ISU Dining Composting
This project involves installation of equipment and procedures to collect pre- and post-consumer food waste, specifically at Union Drive Marketplace, Residence Hall Dining Facility, in order to divert it from the landfill and the water treatment plant. The project began with a full-scale investigation of a variety of equipment and procedural solutions that could be implemented; the UDM facility and its opportunities and challenges as related to each solution; and overall resources (funding, staff, space, transportation, etc.) that are available in order to support a particular solution.
Diversion of food waste through composting was determined as a priority, and composting began the 09 fall semester. All collected materials are taken to ISU’s Compost Facility. Determining the most effective and appropriate methodology as related to consolidating food waste for composting (i.e. pulverizing food waste via a pulper to minimize the transportation and composting of liquids and bulky materials or off-line sorting into collection containers with no additional manipulation of the food waste) is a primary focus of this project.
Efficiency and effectiveness of this process and the implemented systems and procedures are continually monitored throughout this project with the intent of expanding composting efforts to all five Dining Centers, as well as all campus dining locations.

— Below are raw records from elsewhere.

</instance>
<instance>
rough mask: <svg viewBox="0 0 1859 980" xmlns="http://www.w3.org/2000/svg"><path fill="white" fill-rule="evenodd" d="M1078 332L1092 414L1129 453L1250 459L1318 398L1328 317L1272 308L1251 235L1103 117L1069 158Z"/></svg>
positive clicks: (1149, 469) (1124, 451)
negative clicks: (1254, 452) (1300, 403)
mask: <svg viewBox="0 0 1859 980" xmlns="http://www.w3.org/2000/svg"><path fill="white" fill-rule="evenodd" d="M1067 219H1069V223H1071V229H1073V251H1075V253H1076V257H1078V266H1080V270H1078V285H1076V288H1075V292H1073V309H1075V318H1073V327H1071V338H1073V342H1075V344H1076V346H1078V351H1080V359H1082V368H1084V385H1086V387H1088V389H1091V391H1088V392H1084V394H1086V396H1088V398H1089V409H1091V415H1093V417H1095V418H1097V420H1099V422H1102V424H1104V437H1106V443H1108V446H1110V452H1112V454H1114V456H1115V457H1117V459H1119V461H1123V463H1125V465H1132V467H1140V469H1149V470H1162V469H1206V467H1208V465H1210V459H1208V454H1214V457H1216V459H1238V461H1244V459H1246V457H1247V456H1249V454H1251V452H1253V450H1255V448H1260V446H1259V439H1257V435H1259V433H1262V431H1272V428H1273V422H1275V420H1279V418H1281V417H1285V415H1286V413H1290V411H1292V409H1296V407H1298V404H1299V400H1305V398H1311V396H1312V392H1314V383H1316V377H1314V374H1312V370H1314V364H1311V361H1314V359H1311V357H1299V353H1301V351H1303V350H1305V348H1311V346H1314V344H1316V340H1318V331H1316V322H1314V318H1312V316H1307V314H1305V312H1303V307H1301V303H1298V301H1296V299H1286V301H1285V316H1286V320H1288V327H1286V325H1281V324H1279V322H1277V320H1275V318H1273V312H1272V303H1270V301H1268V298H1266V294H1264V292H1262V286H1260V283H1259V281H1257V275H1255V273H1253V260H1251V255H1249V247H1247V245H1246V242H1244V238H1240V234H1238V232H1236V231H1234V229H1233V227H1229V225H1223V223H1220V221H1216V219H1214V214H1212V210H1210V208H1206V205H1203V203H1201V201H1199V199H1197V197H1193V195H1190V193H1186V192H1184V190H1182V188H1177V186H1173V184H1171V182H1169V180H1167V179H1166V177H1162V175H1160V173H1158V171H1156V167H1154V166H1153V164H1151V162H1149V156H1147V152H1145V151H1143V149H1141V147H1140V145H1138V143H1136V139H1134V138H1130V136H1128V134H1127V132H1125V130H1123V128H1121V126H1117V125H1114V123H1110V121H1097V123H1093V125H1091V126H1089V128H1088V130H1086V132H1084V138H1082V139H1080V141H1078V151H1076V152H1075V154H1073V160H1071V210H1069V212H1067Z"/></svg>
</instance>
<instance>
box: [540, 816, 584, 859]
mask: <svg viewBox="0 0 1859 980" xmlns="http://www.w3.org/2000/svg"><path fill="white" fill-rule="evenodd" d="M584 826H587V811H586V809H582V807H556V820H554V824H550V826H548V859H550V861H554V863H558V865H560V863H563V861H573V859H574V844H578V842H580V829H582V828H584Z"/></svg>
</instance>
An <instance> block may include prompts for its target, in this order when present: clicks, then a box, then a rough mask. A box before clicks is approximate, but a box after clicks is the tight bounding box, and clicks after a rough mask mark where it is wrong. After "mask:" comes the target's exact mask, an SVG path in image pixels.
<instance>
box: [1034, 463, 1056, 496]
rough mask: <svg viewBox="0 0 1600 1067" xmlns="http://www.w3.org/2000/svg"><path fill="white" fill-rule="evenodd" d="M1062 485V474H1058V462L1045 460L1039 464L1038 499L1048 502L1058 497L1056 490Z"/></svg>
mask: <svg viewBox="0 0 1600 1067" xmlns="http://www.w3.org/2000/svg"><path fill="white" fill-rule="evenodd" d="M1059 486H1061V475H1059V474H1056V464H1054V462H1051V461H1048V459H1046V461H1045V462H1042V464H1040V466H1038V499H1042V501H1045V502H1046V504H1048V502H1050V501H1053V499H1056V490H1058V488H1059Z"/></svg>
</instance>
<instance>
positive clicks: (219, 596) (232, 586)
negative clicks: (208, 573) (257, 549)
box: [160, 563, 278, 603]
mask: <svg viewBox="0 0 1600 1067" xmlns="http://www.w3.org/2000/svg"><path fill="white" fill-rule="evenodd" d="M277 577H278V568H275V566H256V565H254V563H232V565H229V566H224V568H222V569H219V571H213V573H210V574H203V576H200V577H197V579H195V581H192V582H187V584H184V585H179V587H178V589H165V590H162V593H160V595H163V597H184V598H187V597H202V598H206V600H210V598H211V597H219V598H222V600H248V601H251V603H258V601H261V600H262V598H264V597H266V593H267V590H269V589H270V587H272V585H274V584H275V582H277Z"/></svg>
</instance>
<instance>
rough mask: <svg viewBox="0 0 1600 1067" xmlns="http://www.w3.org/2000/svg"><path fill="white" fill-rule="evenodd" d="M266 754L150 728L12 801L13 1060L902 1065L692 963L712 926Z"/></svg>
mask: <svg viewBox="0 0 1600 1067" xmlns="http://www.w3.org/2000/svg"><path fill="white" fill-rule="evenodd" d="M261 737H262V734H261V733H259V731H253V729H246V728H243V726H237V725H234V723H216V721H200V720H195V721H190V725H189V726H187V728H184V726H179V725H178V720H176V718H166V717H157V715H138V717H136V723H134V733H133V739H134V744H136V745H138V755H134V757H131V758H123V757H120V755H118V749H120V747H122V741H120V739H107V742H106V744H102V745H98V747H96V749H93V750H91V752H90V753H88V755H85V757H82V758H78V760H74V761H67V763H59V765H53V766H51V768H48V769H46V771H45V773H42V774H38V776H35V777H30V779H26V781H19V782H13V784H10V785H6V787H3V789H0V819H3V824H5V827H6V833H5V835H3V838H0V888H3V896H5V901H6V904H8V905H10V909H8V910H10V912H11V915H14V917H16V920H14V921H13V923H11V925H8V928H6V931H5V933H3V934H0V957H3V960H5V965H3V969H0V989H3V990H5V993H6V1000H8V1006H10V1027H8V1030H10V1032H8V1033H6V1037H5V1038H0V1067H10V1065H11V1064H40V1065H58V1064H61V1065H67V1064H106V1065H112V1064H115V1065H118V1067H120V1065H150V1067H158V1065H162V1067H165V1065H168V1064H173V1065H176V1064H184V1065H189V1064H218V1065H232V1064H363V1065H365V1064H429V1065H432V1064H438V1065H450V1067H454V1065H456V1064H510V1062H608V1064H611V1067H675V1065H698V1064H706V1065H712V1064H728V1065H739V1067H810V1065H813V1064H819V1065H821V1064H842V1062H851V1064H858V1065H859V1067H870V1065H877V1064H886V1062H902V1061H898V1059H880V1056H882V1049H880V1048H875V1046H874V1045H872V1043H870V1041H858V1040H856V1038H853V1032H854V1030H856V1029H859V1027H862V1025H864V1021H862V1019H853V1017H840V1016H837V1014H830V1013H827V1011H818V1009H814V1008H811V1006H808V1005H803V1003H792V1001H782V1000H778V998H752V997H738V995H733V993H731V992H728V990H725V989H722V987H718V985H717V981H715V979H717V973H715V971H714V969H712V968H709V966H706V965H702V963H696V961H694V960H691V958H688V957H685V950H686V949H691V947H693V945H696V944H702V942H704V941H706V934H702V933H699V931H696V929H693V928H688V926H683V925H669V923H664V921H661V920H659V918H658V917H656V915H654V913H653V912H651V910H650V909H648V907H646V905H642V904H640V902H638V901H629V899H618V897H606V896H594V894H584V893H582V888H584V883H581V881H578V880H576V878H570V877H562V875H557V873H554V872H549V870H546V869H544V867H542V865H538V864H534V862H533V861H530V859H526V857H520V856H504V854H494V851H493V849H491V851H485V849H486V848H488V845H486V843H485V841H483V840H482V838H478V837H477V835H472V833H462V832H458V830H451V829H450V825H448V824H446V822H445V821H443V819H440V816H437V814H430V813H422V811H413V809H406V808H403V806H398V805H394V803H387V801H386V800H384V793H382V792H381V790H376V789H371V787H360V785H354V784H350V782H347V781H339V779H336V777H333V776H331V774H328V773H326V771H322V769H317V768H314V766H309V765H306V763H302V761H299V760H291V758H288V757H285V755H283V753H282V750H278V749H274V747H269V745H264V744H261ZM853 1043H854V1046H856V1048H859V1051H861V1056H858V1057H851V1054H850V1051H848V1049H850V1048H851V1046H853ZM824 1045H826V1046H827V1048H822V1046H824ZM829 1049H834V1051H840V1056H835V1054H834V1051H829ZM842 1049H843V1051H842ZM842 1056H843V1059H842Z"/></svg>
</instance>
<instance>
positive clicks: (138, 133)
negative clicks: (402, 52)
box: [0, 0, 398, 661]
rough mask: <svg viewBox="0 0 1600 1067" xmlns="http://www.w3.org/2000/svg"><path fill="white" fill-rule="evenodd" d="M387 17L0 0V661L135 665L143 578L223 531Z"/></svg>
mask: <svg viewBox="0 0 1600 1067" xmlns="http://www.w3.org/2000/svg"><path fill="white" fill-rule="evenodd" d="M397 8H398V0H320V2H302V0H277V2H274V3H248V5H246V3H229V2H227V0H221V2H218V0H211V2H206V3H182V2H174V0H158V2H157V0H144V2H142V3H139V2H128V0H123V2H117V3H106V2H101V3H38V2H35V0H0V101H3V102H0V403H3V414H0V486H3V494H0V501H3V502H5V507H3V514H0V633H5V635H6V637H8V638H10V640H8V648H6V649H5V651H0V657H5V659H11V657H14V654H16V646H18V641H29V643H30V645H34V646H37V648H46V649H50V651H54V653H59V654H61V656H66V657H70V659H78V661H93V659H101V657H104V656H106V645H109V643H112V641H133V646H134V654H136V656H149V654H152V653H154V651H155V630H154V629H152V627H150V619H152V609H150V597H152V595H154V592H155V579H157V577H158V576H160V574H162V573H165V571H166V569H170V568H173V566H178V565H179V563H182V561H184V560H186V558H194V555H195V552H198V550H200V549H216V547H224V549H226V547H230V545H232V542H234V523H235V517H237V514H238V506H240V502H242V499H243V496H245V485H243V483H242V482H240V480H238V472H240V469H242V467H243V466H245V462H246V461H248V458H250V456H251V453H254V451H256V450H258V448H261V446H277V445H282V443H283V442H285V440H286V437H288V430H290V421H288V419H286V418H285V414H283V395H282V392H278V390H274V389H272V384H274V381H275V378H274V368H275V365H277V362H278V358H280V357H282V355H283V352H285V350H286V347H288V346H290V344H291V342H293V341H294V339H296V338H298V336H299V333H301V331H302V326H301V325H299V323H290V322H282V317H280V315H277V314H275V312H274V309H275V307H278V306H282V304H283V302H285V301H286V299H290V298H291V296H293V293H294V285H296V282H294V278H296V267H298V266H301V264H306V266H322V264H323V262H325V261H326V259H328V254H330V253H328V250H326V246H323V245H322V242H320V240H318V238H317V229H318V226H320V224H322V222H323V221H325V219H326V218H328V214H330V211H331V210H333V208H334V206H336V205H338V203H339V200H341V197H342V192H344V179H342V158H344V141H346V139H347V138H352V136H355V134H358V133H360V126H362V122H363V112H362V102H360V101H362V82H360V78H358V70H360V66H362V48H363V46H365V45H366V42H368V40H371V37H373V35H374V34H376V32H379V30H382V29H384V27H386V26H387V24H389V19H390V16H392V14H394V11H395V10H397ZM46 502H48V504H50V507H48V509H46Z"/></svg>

Nancy Levandowski, 515-294-7578, firstname.lastname@example.org
Mark Huss, 515-294-6111, email@example.com
Loan Amount: $45,000
Return on Investment: Project costs are estimated at $50,000 - $100,000. Expected annual savings equals $9,000/year with a payback period of 5 years and a realized savings period of 5.5 years.
In addition to the annual budget savings for ISU and Iowa taxpayers, this project serves as a demonstration project that will be disseminated throughout Iowa State University dining facilities as well as dining establishments and programs in the Ames community. Once a template evaluation and checklist process is completed and verified, food waste diversion solutions will be considered for other dining locations around campus.
As well as gleaning tangible landfill and water treatment cost savings of the direct impact of diverting food waste, savings is also realized through the reduction in the purchase of topsoil and soil amendment materials due to the resulting material that the composted food waste will generate. In essence, a closed-loop, cradle-to-cradle system of reinventing our own waste into a viable, necessary, and valuable commodity, is created.